Là où d’autres régions connaissent une sécularisation avancée, le continent africain demeure un espace où la foi est encore vivante, incarnée, communautaire. Les célébrations y sont ferventes, les vocations nombreuses, et la référence à Dieu reste structurante dans la vie sociale.
Mais cette vitalité n’est pas acquise une fois pour toutes. Elle doit être nourrie, purifiée et consolidée.
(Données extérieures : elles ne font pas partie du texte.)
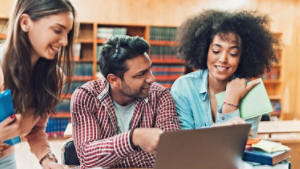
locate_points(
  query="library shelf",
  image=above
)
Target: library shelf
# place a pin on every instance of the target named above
(163, 43)
(84, 60)
(100, 41)
(66, 96)
(167, 62)
(275, 97)
(2, 36)
(80, 78)
(61, 115)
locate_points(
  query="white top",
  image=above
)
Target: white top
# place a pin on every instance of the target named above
(124, 115)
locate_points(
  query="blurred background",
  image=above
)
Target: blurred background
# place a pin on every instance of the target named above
(156, 21)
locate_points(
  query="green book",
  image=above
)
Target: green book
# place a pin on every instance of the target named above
(255, 103)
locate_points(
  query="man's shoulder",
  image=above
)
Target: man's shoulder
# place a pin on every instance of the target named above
(94, 87)
(157, 90)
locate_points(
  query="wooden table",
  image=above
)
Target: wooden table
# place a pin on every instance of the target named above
(275, 127)
(285, 132)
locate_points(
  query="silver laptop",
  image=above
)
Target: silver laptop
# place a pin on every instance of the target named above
(207, 148)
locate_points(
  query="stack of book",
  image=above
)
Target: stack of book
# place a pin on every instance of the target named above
(104, 33)
(164, 54)
(56, 126)
(265, 154)
(167, 74)
(162, 33)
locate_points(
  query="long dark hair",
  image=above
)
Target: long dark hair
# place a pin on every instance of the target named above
(37, 87)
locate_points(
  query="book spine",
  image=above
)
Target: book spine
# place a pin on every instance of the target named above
(248, 156)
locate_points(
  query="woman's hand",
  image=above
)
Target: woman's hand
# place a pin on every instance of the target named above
(48, 164)
(235, 91)
(10, 127)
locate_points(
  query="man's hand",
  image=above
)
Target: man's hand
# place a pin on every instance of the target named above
(48, 164)
(234, 121)
(146, 138)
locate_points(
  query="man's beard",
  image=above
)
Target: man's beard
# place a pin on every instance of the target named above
(127, 91)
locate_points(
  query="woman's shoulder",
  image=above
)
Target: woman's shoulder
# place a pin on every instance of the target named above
(190, 82)
(193, 77)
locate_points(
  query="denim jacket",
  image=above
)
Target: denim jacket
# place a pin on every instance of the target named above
(191, 96)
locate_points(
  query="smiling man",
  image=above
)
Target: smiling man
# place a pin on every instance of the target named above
(117, 120)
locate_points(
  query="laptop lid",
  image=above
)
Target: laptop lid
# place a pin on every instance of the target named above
(207, 148)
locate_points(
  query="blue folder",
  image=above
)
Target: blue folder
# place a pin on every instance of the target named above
(6, 110)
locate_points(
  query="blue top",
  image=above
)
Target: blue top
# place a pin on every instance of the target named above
(191, 96)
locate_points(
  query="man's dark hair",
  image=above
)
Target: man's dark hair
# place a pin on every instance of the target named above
(117, 50)
(258, 43)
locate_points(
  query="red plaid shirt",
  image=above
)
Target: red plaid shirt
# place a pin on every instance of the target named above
(95, 131)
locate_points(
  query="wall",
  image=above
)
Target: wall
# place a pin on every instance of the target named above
(284, 13)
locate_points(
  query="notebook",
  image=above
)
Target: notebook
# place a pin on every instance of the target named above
(270, 146)
(255, 103)
(252, 165)
(207, 148)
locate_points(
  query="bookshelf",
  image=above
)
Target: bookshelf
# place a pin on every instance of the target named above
(273, 82)
(166, 67)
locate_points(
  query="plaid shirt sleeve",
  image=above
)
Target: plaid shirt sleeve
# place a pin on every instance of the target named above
(92, 150)
(167, 119)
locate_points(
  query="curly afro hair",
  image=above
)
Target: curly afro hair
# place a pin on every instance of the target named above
(258, 43)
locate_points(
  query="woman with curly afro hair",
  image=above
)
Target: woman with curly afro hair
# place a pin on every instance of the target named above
(227, 48)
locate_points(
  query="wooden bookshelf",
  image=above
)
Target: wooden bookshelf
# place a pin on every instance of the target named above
(100, 41)
(275, 97)
(2, 36)
(163, 43)
(60, 115)
(66, 96)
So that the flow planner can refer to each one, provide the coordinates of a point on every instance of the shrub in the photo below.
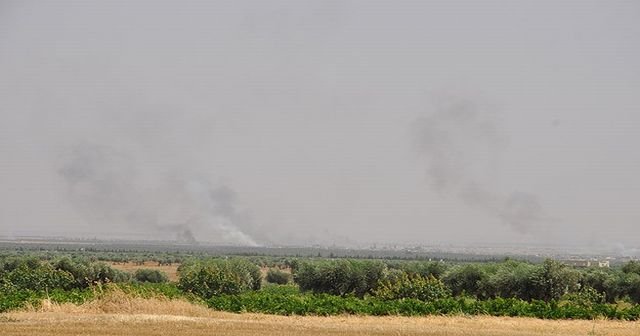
(150, 275)
(413, 287)
(215, 277)
(340, 277)
(278, 277)
(464, 279)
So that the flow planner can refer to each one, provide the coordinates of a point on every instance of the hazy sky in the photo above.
(299, 122)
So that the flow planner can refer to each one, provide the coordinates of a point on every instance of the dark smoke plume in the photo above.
(461, 142)
(107, 189)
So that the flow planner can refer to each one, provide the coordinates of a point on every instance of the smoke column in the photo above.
(461, 142)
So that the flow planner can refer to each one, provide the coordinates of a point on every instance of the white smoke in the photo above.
(105, 186)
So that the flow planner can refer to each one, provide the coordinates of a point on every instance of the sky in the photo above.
(322, 122)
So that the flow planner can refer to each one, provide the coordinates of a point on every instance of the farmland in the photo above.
(108, 291)
(153, 317)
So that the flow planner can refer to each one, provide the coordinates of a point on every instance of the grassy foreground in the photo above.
(119, 314)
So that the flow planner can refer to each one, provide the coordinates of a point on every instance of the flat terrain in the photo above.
(131, 267)
(119, 315)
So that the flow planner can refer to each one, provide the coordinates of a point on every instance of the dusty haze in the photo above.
(330, 122)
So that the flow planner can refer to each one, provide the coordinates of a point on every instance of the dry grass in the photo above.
(171, 270)
(119, 314)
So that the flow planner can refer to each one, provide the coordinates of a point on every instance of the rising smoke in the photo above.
(107, 190)
(461, 142)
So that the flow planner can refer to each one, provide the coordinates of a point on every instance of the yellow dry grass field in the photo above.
(118, 314)
(131, 267)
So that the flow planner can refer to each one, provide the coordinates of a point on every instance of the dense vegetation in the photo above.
(336, 286)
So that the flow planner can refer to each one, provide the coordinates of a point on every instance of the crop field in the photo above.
(115, 292)
(120, 315)
(130, 267)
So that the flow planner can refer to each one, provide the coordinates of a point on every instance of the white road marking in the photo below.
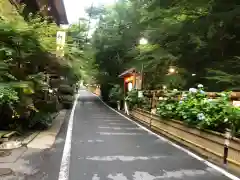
(112, 120)
(64, 167)
(118, 176)
(123, 158)
(95, 177)
(120, 124)
(169, 174)
(120, 133)
(117, 128)
(219, 169)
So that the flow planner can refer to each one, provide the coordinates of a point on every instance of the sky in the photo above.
(75, 9)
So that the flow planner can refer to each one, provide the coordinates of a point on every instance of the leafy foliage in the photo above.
(27, 66)
(196, 109)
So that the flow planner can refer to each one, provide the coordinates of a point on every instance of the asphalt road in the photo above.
(105, 146)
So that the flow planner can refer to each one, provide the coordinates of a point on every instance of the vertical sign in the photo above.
(61, 36)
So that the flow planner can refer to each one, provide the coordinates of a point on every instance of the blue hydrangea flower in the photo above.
(193, 90)
(200, 86)
(202, 92)
(200, 116)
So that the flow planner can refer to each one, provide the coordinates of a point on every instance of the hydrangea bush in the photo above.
(197, 109)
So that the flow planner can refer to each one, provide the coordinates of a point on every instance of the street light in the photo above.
(143, 41)
(171, 70)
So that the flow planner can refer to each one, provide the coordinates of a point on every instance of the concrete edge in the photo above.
(46, 139)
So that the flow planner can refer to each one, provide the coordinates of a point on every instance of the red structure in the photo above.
(132, 79)
(53, 8)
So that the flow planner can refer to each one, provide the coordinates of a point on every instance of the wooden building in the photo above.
(132, 80)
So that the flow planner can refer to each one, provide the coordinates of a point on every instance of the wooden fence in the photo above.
(207, 143)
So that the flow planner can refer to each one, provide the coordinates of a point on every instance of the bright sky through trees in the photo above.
(75, 9)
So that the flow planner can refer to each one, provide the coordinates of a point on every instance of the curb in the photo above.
(45, 139)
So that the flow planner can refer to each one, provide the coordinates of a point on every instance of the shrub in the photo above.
(66, 89)
(67, 101)
(116, 93)
(40, 120)
(133, 100)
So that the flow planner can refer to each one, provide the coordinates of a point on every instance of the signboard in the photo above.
(140, 94)
(61, 36)
(236, 103)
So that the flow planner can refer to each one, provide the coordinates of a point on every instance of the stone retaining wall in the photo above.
(207, 143)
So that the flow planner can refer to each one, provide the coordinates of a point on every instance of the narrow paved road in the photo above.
(107, 146)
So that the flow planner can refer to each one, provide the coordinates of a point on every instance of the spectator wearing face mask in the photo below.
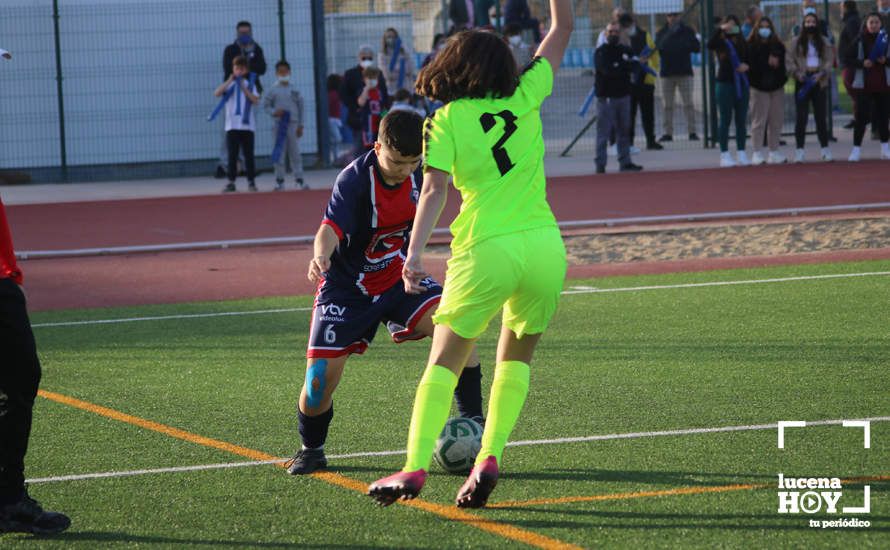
(613, 62)
(732, 88)
(868, 74)
(352, 88)
(243, 46)
(396, 61)
(768, 75)
(522, 52)
(809, 60)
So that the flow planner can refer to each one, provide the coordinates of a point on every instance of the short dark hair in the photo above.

C’est précisément le rôle du pape dans ce contexte : soutenir cette foi, l’enraciner davantage, et l’aider à affronter les défis contemporains.
Car l’Afrique, elle aussi, est confrontée à des tensions : modernité parfois déracinante, influences culturelles extérieures, fragilités sociales et politiques. Dans ce contexte, la parole du pape est attendue comme une lumière.
Un avertissement universel
Au-delà du seul continent africain, l’intervention du cardinal Sarah porte un message plus large. Sur le plateau de CNEWS, il a rappelé une vérité fondamentale : l’homme ne peut se construire en dehors de Dieu. Selon lui, la crise que traverse le monde contemporain est d’abord spirituelle. Derrière les désordres visibles – conflits, perte de repères, relativisme – se cache une rupture plus profonde : l’éloignement de Dieu.
Et c’est précisément cette rupture que l’Église est appelée à combler. Non par des stratégies humaines, mais par l’annonce fidèle de l’Évangile.
Dans cette perspective, le voyage du pape Léon XIV en Afrique dépasse largement les frontières du continent. Il devient un signe adressé au monde entier : un rappel que la foi n’est pas un héritage du passé, mais une nécessité pour le présent.
Recentrer l’Église sur sa mission
Ce que propose le cardinal Sarah, en réalité, c’est un recentrage. Une purifi- cation du regard.
À l’heure où l’on attend souvent de l’Église qu’elle se conforme aux attentes du monde, il rappelle qu’elle doit d’abord rester fidèle à sa propre mission : conduire les hommes à Dieu.
Le pape, dans cette vision, n’est pas un acteur parmi d’autres sur la scène internationale. Il est un témoin. Un guide spirituel. Un signe de la présence de Dieu au milieu de son peuple.
C’est pourquoi le critère ultime de réussite de ce voyage ne sera ni diplomatique ni médiatique. Il sera spirituel : les fidèles auront-ils été fortifiés dans leur foi ?
Une visitation attendue
L’intervention du cardinal Robert Sarah apporte une clé de lecture précieuse pour comprendre le sens du voyage du pape Léon XIV en Afrique.
Elle nous invite à dépasser les analyses superficielles pour entrer dans une compréhension plus profonde : celle d’un acte pastoral, d’une visitation spirituelle.
L’Afrique attend le pape, non comme un dirigeant politique, mais comme un père de la foi. Elle attend une parole qui éclaire, une présence qui relève, une grâce qui transforme.
Dans un monde en quête de repères, ce voyage pourrait bien être plus qu’un événement, un rappel : Celui que, sans Dieu, l’homme se perd.